10/30/09

Ok.  So.  I owe you all some details about D.

The dinner and movie were okay--of course I ate too much and of course that part was awful...everything was covered in butter.  Luckily, I'm vegan (mostly), so I got away with just some veggies and a bit of rice. 

That was Saturday.

Sunday, I had a mini-breakdown of sorts.  And after I'd calmed down a bit, I got on fb and D was on and messaged me, asking how my day was.  And the thing about D is that I promised myself and him that I would be completely honest at all times.  (I tend to fake a lot and just act how everyone expects me to act--it's so much easier.)  D's thing is that he will not push me to say anything if I'm not comfortable--if he asks a question that I don't want to answer, ok, that's fine.  But if I do answer, it has to be the truth.  (I am enforcing this myself.  I promised myself, and I do my best not to break promises.)

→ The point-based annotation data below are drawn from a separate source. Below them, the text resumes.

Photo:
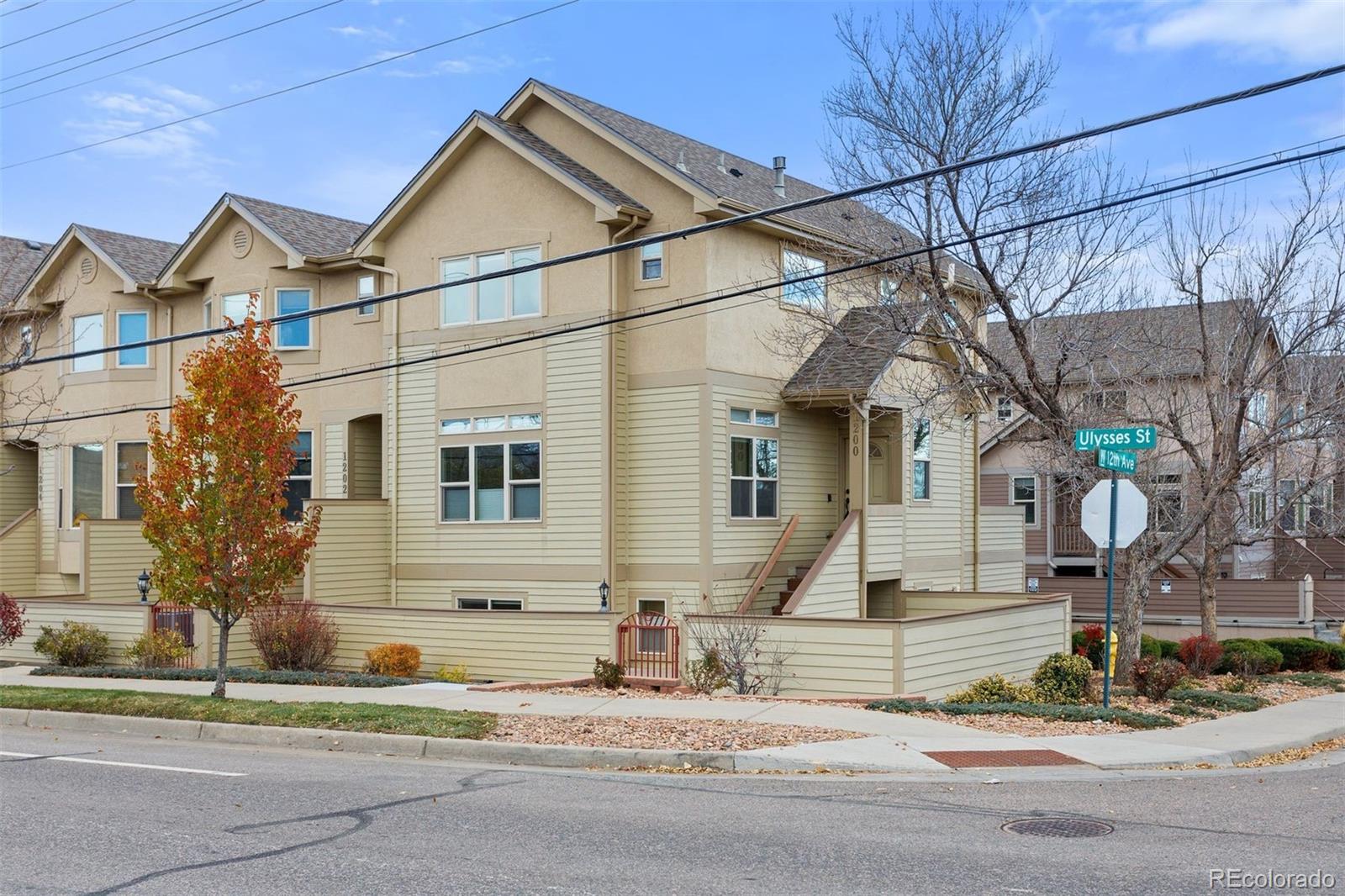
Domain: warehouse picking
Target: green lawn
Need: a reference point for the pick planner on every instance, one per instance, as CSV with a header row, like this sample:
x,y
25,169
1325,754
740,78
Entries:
x,y
423,721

Anyway.  He asked how my day was, and I completely just dumped everything I was feeling on him.  I was so overwhelmed...  I apologized immediately, of course, and signed off in embarrassment, sure that he would never want to associate with me again--now that I had revealed how completely messed up and crazy I am.

A few minutes later, he texts me, wanting to come over.  I say ok.  He comes over, and we end up talking until 5:30 the next morning.  And cuddling a bit.  Which was incredibly nice.  :)

I told him things that I had never ever told anyone before.  I told him my deepest darkest secrets (except the food issues.  He does not know about that.  And I hope to hell that he never asks directly, because I don't want him to know any of that).  He is so easy to talk to...

The thing is, I don't know if I can handle a relationship right now.  Neither of us are really the "friends with benefits" types, so if I decide to date him, it will probably be something more than casual.  I'm not sure I'm ready to do that.  And whatever I do, it can't last--because I will be leaving for grad school soon.  I've been clear about my doubts and uncertainties.  He is not pushing it.

Since that long talk, we've gotten dinner together once (a very casual thing, though.  Not a date), and he walked me home later and stayed until 12:30, watching YouTube videos (and cuddling a little).

Morning after that, I was slightly freaking out--I am not the sort of person who just cuddles with people!  I felt really weird about it...like we had intimate moments without actually being anything at all?  Does that make any sense?  Maybe I just wanted some clarification/validation.  I texted him and told him that I was really confused and kind of uncomfortable with him and me and us (if there even is an "us") and wanted to talk to him about it.  We are meeting Sunday to talk. 

I need to decide by then what I want to do. 

I really really like D.

I am so scared.

Here is another fucked-up thing: one thought I had was that if I date D that will involve lunches, dinners, stuff like that.  The vegan thing will help a bit...but ohmygod I wish I could make myself purge.  I hate that I have even considered that aspect of dating him!  Why can't I be normal???

1 comment:

  1. awwww he sounds amazing!!
    i know you're leaving for grad school, but just be sure not to push him away because you don't want to get too attached. also if you really like him, why not throw caution to the wind and date him? he seems like he could be the kind of guy who is always there for you, no matter what. wouldn't it be nice to have someone you could always talk to? not counting us in blogger-world lol. good luck!